I was reading Cait Flanders’ recent newsletter, and she reflects on commitment – to oneself, to others, and to writing (amongst many such relationships. This is too brief a summary, I suggest you check out the full piece on Substack). She honestly explores the things holding her back – being too vulnerable and then failing, fearing what others think, and even wondering what exes would think as they read her words – or family, or colleagues. As such, she has admitted to censoring herself in past writing. Some of her worries she shared – I have feared the same, verbatim as she detailed them.
I have been censoring myself for as long as I can remember, even when I ‘wasn’t’ and had more of a “I don’t give a fuck” type of attitude. Except, that version of me was still very fearful, though defiant. As the years have passed and I have grown (in years and arguably in other ways), I felt some shame at (some) things I had written in the past, thinking I wrote it when I was still healing, too vulnerable, too immature. Certain articles and posts, they admittedly still inspire that slow, hot burning in my ears – it’s like reading a journal from your preteen days. This isn’t a post to thump myself on the back about all the growing I feel I have done, though. It’s a reminder for myself to lean into my authenticity, and explore that shame. I will always be growing, healing, and quite likely less mature than I will be at a future point in time. That is actually the whole point of this exercise called life, isn’t it? If I am too worried about the judgment of others – presumably those (with all due respect, not as far along in their own healing if they are truly judging me) who don’t know me, whether in actuality or just in reality, then shame on me, for I am only keeping my own light dimmed.

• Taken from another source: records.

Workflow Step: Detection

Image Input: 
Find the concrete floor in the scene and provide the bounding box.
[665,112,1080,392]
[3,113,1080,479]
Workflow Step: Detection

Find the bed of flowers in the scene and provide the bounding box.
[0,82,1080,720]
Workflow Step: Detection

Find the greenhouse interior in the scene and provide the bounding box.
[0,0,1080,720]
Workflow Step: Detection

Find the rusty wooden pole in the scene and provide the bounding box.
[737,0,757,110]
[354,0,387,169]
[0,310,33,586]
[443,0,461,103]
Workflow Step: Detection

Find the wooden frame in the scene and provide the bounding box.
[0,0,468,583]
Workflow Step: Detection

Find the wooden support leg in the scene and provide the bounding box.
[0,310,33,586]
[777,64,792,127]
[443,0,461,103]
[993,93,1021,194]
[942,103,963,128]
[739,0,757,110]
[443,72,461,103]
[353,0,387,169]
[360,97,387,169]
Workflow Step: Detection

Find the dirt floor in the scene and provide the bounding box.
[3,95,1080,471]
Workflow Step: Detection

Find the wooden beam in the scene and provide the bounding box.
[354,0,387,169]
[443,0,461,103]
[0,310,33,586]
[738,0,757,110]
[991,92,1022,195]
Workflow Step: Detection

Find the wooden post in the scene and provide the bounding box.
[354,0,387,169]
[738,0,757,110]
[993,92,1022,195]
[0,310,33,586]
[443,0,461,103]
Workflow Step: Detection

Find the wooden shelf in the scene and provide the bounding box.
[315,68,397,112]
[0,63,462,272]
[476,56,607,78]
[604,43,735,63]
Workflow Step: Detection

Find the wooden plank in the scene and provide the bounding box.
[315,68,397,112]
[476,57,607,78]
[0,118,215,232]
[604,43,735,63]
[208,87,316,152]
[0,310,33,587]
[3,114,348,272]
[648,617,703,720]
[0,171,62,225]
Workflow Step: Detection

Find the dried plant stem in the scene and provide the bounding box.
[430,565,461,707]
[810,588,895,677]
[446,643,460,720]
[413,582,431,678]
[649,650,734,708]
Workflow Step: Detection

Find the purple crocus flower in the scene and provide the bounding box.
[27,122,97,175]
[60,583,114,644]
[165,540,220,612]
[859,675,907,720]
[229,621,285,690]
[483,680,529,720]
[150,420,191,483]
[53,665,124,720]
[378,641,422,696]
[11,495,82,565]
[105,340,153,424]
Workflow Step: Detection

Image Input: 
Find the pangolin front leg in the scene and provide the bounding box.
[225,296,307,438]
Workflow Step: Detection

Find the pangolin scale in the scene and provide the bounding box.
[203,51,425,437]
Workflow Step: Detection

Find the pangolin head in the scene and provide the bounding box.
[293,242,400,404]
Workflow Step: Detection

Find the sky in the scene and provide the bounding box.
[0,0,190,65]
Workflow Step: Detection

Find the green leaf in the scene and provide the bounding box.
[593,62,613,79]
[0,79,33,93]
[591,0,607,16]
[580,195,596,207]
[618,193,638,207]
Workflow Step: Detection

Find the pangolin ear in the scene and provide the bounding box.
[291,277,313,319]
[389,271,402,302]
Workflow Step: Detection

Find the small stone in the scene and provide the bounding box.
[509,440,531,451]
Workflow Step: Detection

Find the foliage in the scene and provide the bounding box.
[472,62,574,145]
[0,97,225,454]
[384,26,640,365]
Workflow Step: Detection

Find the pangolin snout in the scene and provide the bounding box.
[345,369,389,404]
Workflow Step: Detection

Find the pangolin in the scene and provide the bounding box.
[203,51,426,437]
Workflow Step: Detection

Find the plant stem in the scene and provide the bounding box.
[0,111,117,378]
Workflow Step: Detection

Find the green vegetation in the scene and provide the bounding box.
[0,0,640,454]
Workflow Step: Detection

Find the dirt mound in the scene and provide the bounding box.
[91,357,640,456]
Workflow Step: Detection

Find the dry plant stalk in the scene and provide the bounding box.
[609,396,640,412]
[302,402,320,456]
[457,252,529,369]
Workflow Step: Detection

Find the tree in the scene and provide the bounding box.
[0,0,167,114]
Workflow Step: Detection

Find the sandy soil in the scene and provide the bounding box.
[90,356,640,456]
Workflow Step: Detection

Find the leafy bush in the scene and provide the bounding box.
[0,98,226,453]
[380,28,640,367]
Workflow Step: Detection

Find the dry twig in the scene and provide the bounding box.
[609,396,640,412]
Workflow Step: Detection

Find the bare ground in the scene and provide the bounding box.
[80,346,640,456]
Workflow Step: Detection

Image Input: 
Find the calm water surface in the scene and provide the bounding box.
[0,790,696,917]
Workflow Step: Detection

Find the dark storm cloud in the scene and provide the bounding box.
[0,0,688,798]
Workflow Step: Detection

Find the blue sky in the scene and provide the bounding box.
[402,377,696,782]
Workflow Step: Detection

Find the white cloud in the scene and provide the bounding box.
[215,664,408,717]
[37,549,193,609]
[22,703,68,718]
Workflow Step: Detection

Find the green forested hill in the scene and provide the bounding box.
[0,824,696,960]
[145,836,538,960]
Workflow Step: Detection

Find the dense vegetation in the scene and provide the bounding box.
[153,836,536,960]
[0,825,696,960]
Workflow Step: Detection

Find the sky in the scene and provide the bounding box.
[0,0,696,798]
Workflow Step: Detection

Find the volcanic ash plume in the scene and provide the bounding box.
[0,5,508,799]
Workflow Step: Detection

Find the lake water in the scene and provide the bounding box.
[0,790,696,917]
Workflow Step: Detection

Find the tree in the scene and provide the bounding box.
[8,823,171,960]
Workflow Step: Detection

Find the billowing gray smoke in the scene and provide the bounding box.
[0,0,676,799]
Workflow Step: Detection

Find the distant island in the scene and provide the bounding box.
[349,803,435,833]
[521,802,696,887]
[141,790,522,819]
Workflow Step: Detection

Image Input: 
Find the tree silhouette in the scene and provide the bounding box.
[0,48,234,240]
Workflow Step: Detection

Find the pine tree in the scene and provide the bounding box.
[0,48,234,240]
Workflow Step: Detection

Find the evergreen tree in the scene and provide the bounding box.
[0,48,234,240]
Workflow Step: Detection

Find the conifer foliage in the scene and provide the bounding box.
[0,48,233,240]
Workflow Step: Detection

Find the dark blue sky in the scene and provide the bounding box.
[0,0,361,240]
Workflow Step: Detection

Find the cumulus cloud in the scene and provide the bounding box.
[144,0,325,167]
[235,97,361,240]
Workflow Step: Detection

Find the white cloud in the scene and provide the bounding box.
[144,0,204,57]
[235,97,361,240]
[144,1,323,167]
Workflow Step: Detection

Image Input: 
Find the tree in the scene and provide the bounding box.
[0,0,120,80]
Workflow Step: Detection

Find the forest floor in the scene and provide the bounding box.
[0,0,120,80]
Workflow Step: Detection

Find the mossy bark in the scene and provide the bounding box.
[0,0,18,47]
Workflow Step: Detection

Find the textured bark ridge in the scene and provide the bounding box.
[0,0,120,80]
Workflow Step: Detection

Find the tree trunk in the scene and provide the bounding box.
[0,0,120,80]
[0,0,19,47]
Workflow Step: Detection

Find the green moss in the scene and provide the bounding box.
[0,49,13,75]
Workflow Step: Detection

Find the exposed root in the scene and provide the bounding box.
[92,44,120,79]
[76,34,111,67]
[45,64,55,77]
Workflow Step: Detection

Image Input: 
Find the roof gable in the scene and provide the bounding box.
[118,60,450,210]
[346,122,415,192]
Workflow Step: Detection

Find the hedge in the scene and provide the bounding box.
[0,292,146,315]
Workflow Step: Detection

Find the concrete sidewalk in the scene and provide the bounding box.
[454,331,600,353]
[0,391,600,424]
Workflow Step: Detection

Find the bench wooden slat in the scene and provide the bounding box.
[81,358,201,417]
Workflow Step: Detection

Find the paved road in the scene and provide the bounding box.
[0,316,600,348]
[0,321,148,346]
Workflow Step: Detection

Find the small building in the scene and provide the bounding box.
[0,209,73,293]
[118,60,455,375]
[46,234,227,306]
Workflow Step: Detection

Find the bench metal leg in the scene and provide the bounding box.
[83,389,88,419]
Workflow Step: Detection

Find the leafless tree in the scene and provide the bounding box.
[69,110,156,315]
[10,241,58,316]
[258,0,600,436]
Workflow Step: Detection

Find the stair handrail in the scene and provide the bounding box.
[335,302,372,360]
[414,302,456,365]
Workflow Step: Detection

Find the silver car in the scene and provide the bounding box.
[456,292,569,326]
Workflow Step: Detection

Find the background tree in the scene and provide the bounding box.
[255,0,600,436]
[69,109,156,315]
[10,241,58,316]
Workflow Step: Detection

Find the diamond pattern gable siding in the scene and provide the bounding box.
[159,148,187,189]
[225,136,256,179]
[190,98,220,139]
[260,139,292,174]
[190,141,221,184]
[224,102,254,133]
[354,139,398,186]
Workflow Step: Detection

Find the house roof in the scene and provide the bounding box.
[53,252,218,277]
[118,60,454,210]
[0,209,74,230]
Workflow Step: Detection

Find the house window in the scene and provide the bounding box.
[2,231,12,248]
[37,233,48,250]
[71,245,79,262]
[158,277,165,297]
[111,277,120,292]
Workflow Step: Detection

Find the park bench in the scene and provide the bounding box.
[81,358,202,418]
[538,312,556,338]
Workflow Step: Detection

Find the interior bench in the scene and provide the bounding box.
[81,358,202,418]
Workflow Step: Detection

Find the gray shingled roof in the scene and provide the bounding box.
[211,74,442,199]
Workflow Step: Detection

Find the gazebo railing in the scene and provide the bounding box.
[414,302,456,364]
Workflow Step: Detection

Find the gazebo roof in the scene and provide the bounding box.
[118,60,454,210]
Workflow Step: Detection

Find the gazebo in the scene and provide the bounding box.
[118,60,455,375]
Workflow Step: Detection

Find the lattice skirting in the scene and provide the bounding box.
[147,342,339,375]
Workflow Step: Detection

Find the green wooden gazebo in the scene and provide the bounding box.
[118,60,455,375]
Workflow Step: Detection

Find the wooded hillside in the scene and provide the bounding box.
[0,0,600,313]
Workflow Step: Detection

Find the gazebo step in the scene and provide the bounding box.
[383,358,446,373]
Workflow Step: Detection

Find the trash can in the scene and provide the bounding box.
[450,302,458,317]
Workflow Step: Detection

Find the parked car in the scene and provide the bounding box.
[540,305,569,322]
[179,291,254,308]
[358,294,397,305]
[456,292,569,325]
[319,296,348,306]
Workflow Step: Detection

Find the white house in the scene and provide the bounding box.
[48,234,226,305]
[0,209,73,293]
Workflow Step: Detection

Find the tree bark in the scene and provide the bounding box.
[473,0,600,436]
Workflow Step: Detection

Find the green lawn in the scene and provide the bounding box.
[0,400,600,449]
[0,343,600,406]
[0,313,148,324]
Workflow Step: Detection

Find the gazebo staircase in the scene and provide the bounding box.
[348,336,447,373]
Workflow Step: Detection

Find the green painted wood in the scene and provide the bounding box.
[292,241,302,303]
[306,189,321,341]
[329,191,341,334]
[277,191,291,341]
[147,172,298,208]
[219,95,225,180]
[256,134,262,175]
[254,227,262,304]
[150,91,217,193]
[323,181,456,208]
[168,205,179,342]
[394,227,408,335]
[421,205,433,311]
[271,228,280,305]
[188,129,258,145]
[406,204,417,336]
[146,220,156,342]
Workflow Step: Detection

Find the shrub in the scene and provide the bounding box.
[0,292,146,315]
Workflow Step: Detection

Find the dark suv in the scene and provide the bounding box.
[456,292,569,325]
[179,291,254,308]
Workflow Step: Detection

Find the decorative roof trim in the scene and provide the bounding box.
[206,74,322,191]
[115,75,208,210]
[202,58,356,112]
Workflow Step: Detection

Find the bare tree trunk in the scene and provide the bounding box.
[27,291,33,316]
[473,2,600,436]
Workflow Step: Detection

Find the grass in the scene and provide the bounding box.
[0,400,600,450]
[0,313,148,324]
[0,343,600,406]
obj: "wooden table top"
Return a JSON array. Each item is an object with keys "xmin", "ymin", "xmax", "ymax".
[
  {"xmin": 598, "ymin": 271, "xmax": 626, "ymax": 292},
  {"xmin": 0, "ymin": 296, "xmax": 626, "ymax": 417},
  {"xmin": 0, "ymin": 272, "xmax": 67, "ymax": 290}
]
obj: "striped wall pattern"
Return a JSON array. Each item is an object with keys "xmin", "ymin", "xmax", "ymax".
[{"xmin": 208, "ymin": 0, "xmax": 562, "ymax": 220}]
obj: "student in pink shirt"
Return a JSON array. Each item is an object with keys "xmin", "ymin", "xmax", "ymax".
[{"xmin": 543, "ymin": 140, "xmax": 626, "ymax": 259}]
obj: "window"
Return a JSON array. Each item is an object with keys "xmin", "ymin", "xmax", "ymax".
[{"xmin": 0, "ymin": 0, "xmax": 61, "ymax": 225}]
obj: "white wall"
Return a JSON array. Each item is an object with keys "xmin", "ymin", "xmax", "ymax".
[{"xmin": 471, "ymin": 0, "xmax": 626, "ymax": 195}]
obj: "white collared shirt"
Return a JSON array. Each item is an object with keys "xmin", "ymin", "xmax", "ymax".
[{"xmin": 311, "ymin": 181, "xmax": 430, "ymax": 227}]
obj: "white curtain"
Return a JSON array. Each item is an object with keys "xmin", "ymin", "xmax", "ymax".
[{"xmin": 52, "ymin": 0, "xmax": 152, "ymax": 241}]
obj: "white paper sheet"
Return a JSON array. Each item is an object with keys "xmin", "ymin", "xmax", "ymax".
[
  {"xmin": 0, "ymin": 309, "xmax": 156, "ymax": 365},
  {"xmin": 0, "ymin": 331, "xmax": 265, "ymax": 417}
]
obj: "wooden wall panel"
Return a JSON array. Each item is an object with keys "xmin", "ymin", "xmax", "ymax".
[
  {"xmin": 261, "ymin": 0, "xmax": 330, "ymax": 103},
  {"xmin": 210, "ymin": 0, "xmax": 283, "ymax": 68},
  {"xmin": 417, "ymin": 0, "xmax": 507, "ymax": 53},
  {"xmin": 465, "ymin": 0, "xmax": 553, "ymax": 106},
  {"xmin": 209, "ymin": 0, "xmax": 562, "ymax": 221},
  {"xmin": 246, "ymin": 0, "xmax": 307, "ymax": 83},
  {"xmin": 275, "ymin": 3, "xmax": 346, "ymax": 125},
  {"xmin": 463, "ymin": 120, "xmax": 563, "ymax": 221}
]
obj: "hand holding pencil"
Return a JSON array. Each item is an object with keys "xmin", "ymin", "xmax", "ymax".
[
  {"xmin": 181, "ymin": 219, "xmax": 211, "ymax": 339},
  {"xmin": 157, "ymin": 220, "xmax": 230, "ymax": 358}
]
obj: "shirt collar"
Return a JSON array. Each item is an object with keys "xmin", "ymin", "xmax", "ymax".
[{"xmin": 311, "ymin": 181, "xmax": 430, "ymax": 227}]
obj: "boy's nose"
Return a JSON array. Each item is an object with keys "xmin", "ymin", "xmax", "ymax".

If you’ve done this too, it’s understandable. We live in a society where our earliest social interactions teach us how to ‘be’ and fit in. The whispers and judgments of others have likely kept all of us small at some point in our lives.
Today, I invite you to rethink that approach and fully embrace who and what you are.
I have touched on my spiritual journey, and fully intend to dive into that process. I now know what has been holding me back – both the fear of being completely open and vulnerable about a topic that is both close to my heart and yet unquestionably considered ‘woo-woo’ and prone to jokes or disbelief (even from those closest to me). I have learned that my faith in myself and what is out there is bigger than my fear. It’s still there, but I wasn’t ready until now to really embark on one of the most important pieces of my journey: sharing it here. I am also no longer worrying about capitalistic concerns – like whether my writing will ‘go anywhere.’ When I was successfully writing for income, I never felt more creatively blocked. I know with unwavering faith, anyone meant to read my words, will, and that is the purpose.